Data Yayasan Institut Kewarganegaraan Indonesia (IKI) menyebutkan, desil 1 hingga 4 mencakup kelompok 10-40% terbawah atau kategori rentan miskin hingga sangat miskin. Kelompok ini menjadi prioritas bansos Program Keluarga Harapan (PKH), sembako, Penerima Bantuan Iuran Jaminan Kesehatan bagi keluarga miskin (PBI-JKM), hingga atensi rehabilitasi nasional (ATENSI).
Sementara itu, desil 5 berada pada kelompok 40-50% terbawah atau kategori pas-pasan dan berpotensi menerima bantuan secara lebih selektif, seperti PBI-JKN (Kartu Indonesia Sehat) dan ATENSI. Adapun desil 6-10 mencakup kelompok 50-60% terbawah hingga 40% tertinggi atau kategori menengah ke atas yang tidak menjadi sasaran bansos karena dianggap cukup sejahtera.
Di sisi lain, Dinas Sosial Kota Bandung menjelaskan, kenaikan desil warga menjadi kategori 9-10 antara lain dipengaruhi kecocokan data pekerjaan dan penghasilan, seperti NIK yang tercatat memiliki penghasilan tetap setara atau di atas UMR melalui BPJS Ketenagakerjaan.

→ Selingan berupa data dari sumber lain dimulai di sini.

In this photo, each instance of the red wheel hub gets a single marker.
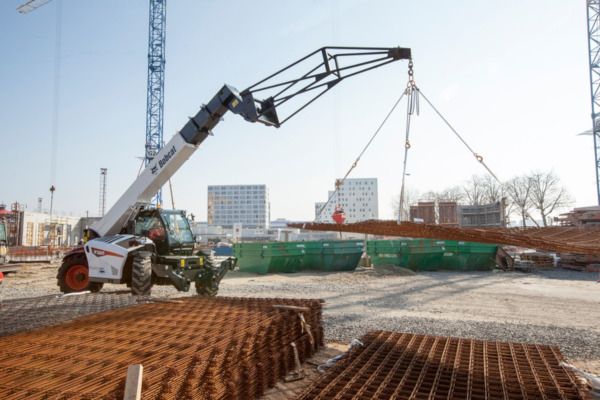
(77, 277)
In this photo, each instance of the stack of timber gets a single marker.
(586, 218)
(538, 260)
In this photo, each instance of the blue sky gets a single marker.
(511, 77)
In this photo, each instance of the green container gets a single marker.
(269, 257)
(333, 255)
(264, 257)
(431, 254)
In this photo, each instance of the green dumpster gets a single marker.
(333, 255)
(264, 257)
(431, 254)
(267, 257)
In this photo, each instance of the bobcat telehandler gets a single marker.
(141, 246)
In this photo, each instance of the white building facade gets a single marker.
(245, 204)
(358, 197)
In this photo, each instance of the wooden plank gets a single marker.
(133, 384)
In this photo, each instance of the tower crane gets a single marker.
(156, 84)
(593, 17)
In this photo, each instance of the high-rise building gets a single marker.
(358, 198)
(246, 204)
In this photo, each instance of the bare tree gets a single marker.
(474, 190)
(519, 191)
(548, 193)
(493, 191)
(411, 197)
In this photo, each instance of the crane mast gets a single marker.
(156, 84)
(593, 16)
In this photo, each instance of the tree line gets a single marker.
(539, 192)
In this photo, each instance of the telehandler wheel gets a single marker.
(207, 290)
(73, 276)
(141, 274)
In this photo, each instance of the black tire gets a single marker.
(207, 290)
(73, 276)
(141, 274)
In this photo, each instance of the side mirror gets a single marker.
(131, 226)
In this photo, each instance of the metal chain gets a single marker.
(412, 91)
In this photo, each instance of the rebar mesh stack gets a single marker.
(558, 239)
(201, 348)
(409, 366)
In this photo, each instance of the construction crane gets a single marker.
(593, 16)
(156, 84)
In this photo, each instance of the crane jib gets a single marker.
(163, 161)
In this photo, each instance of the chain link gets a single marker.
(411, 86)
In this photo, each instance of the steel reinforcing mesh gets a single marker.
(201, 348)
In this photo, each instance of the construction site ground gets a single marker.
(555, 306)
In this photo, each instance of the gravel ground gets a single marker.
(558, 307)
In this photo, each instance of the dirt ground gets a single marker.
(559, 307)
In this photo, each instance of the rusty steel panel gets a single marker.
(394, 365)
(199, 348)
(556, 239)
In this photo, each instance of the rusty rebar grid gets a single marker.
(201, 348)
(407, 366)
(558, 239)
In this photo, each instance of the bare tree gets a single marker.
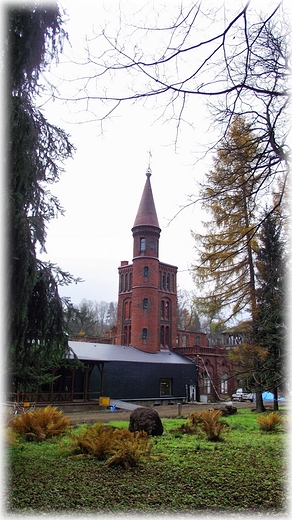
(235, 58)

Faktor lain mencakup usaha yang terdaftar resmi, anggota keluarga berstatus ASN/TNI Polri, perubahan susunan keluarga yang memasuki usia kerja dan berpenghasilan, penggunaan listrik di atas golongan bersubsidi, serta kepemilikan kendaraan bermotor dan tanah/properti.

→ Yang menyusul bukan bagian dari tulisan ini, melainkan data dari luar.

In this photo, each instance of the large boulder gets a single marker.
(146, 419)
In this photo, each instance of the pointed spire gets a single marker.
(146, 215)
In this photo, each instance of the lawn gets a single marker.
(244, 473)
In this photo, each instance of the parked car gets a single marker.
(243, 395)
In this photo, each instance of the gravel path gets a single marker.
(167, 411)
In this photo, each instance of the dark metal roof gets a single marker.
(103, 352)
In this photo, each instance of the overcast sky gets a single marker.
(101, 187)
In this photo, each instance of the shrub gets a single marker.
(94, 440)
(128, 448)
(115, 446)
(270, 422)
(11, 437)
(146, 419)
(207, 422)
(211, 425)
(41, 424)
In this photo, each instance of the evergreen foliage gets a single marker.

Persoalan serupa juga dilaporkan di sejumlah wilayah Daerah Istimewa Yogyakarta (DIY), termasuk Kulon Progo dan Bantul, hingga Badung, Bali. Kondisi tersebut dapat membuat bansos terhenti bagi kelompok rentan hingga sangat miskin, menghambat akses bantuan bagi penerima yang berhak, serta menyulitkan akses pelayanan publik seperti keringanan biaya pendidikan dan layanan kesehatan gratis.